Mancano poche ore all’entrata in vigore del silenzio elettorale in vista (anche) dei cinque quesiti referendari su lavoro e cittadinanza. Un silenzio elettorale che non cambia poi di molto la situazione, visto il generale disinteresse per dei temi pur così centrali, divenuti però fin troppo “politicizzati” per poter essere affrontati o modificati. E così ci ritroveremo, lunedì sera, a commentare il mancato quorum di tutti i quesiti: si stima che l’affluenza sarà tra il 24 ed il 29 %, secondo me si arriverà anche al 30% ma difficilmente si andrà oltre. Vedremo.
Per quel che vale, senza cedere alla facile propaganda delle parti (neppure quella Cgil, essendo oramai appurato che le modifiche espresse riguarderebbero una platea di qualche milione di lavoratori), il mancato passaggio di queste richieste sarà un danno prima di tutti a noi stessi. Perchè in soldoni, i cittadini italiani – e dunque anche milioni di lavoratori – si laveranno le mani di questioni importantissime circa la tutela dei loro stessi posti di lavoro.
Questo è un dettaglio non da poco, perchè poi, sapete com’è, quando scatta il licenziamento illegittimo o il macato reintegro, o si viene sottoposti ad un misero indennizzo, ci si mette a protestare ed a sbattere i pugni sul tavolo. Ed allora ci si incatena ai cancelli delle aziende, si chiamano le emittenti televisive ed i giornalisti, si grida allo scandalo e si chiede “giustizia” e “rispetto” per il lavoro, che è un “diritto”. Ecco, magari andando a votare si potrebbe portare quella “giustizia” un po’ più dalla nostra parte, ma è oramai chiaro che non c’è l’interesse neppure da parte dei lavoratori.

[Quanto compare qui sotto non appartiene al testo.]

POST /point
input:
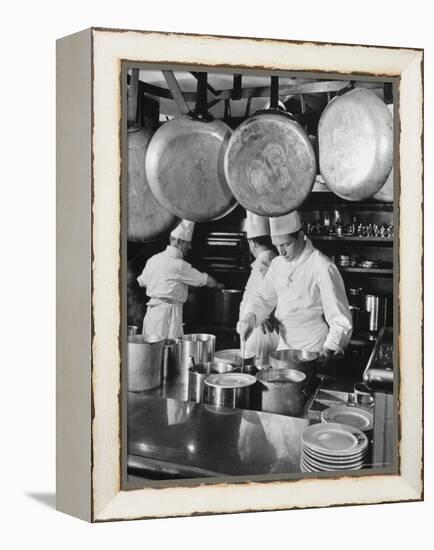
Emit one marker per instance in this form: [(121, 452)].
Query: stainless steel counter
[(169, 437)]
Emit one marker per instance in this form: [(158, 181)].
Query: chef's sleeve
[(190, 276), (263, 299), (254, 281), (336, 309)]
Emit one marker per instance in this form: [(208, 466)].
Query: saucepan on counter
[(234, 357), (282, 391), (145, 362), (198, 374), (193, 348), (232, 390)]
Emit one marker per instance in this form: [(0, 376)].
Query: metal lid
[(230, 380), (233, 356)]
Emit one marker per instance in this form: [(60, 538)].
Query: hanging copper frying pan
[(355, 144), (270, 163), (184, 163), (147, 219)]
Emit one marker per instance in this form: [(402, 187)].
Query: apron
[(163, 318)]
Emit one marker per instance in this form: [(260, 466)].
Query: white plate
[(335, 439), (350, 416), (333, 460), (326, 467), (327, 455)]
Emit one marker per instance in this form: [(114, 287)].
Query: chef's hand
[(325, 356), (245, 326)]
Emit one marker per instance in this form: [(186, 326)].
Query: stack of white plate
[(351, 416), (332, 447)]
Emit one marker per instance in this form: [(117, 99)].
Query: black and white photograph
[(258, 274)]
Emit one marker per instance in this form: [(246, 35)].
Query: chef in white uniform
[(307, 291), (167, 277), (264, 339)]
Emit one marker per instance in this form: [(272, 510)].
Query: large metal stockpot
[(145, 362), (282, 391), (230, 390), (196, 348), (301, 360), (197, 375)]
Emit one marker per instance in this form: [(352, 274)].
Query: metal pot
[(302, 360), (282, 391), (184, 164), (234, 357), (376, 306), (230, 390), (224, 305), (200, 347), (270, 163), (145, 362), (197, 375)]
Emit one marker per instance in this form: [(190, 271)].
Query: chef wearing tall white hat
[(307, 291), (167, 277), (264, 339)]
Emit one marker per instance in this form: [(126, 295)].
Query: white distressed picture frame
[(89, 270)]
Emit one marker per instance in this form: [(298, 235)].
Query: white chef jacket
[(310, 300), (167, 277), (259, 343)]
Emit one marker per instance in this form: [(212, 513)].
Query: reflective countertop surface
[(185, 439)]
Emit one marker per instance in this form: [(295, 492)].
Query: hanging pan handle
[(201, 109), (133, 96)]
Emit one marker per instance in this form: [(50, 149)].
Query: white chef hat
[(183, 231), (284, 225), (256, 226)]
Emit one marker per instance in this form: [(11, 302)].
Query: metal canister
[(376, 306), (234, 357), (282, 391), (145, 362), (200, 347), (230, 390)]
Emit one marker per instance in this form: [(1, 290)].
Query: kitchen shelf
[(325, 199), (335, 238), (367, 271)]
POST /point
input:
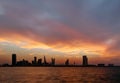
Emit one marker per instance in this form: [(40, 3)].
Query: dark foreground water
[(59, 75)]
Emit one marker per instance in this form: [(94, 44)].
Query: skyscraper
[(35, 60), (85, 61), (52, 61), (45, 62), (13, 59)]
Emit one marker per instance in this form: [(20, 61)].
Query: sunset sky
[(61, 29)]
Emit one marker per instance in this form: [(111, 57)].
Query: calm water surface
[(59, 75)]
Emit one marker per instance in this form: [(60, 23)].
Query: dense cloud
[(65, 22)]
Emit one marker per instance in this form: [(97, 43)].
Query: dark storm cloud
[(64, 21)]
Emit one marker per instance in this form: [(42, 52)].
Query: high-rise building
[(52, 61), (13, 59), (35, 60), (40, 61), (67, 62), (85, 61), (45, 62)]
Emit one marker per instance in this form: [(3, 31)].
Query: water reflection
[(59, 75)]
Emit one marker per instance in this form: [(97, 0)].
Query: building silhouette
[(14, 59), (67, 62), (39, 61), (52, 61), (85, 61), (45, 62)]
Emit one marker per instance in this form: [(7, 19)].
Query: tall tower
[(85, 61), (13, 59), (45, 62), (35, 60)]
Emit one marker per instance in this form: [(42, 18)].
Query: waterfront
[(59, 75)]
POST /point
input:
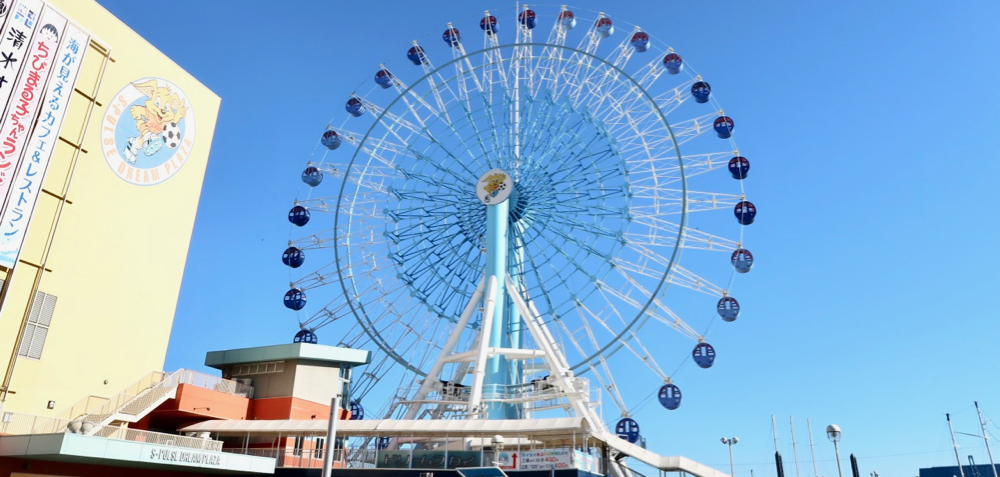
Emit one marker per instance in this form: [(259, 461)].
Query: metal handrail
[(144, 393), (24, 424)]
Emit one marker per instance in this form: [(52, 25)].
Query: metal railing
[(17, 424), (24, 424), (82, 407), (291, 457), (149, 437), (116, 402), (137, 399)]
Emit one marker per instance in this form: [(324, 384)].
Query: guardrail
[(293, 457), (24, 424), (136, 399)]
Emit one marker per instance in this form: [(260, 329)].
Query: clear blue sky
[(875, 137)]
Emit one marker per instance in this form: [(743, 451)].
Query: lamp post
[(730, 442), (833, 433), (331, 429)]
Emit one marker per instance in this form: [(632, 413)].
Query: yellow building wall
[(117, 250)]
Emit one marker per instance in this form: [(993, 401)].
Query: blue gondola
[(452, 37), (489, 24), (295, 299), (670, 396), (704, 355), (357, 412), (293, 257), (383, 78), (330, 139), (298, 215), (738, 167), (355, 107), (640, 41), (527, 18), (312, 176), (566, 19), (628, 429), (728, 308), (305, 336), (673, 63), (724, 126), (742, 260), (604, 27), (701, 91), (745, 212), (416, 55)]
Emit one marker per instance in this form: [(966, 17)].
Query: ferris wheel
[(518, 222)]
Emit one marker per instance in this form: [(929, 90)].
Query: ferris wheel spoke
[(653, 311), (664, 171), (663, 233), (606, 383), (641, 353), (668, 201), (414, 102)]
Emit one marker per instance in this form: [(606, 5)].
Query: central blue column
[(497, 375)]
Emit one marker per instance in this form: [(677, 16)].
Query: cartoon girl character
[(162, 109)]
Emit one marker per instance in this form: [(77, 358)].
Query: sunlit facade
[(93, 270)]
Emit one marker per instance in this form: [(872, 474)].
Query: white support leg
[(432, 377), (556, 363), (479, 375)]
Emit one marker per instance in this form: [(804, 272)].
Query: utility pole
[(993, 466), (795, 450), (774, 432), (955, 443), (812, 448)]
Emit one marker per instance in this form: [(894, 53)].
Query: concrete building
[(138, 428), (102, 216)]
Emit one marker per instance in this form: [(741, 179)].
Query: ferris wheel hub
[(494, 187)]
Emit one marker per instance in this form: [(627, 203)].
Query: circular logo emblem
[(148, 131), (494, 187)]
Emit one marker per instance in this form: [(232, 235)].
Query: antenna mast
[(955, 443), (993, 466), (795, 451), (812, 448)]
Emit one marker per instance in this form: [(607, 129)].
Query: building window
[(320, 442), (257, 368), (37, 329)]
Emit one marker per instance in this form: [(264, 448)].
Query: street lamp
[(833, 433), (730, 442)]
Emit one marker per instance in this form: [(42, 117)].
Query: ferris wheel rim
[(628, 331)]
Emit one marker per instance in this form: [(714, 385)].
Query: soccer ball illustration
[(172, 135)]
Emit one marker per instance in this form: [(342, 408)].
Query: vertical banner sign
[(30, 82), (28, 182), (15, 40)]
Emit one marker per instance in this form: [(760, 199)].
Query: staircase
[(143, 396)]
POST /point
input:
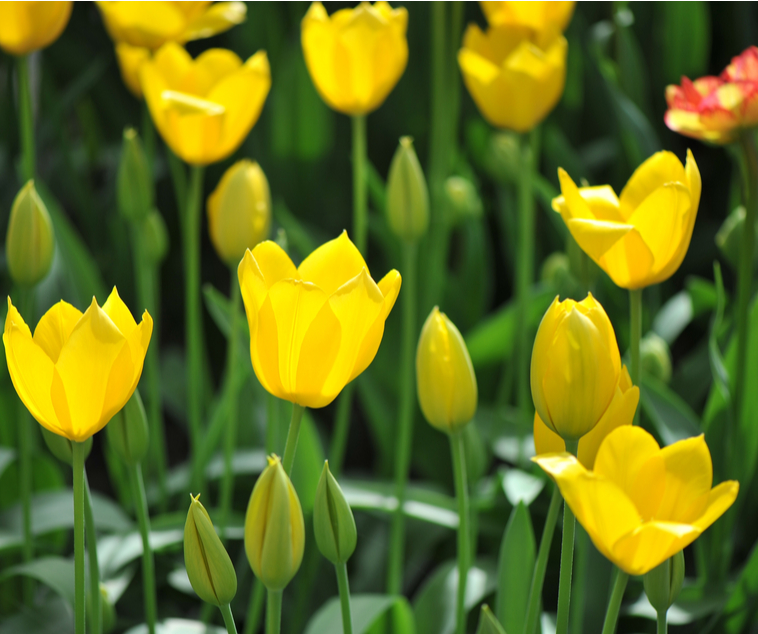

Lo spartiacque – se così lo possiamo definire – è tra un mondo del lavoro sempre più deregolamentato ed uno più controllato. Lasciare controllo (e potere) eccessivo alle aziende produce ciò che abbiamo già sotto gli occhi: precarietà a vita, stipendi sempre più bassi a fronte di turni di lavoro invariati, demansionamenti, licenziamenti in tronco, interruzione dei contratti di lavoro a termine che quasi mai diventano indeterminati. Questi referendum non cambieranno tutto ciò, ma potrebbero rappresentare un punto di partenza per rimettere al centro la contrattazione sul posto di lavoro.
Se da una parte dal Cgil ed il centro-sinistra sbagliano a dire che questi referendum “cambieranno tutto“, dall’altro è evidente che il Governo ed il centro-destra sbagliano a dire che è tutto a posto così com’è. Il problema è, semmai, l’appiattimento al concetto del così è, che spingerà in tanti a non andare alle urne nella convinzione che oramai il mondo del lavoro è così e poco si possa fare per cambiarlo. Ed ovviamente è davvero così, se poi non si ha la volontà di farlo (neppure andando ad imbucare una scheda in uno scatolone).
Discorso del tutto simile per il quesito sulla cittadinanza italiana, che tanto farebbe bene a milioni di persone. Per questo quesito è logico ipotizzare uno scenario diverso, con un maggior numero di voti contrari dato che in molti esprimono pubblicamente il loro dissenso per la questione. Ma ovviamente, vedremo come andrà in questo fine settimana, con la speranza (ultima a morire) di poter essere contraddetto.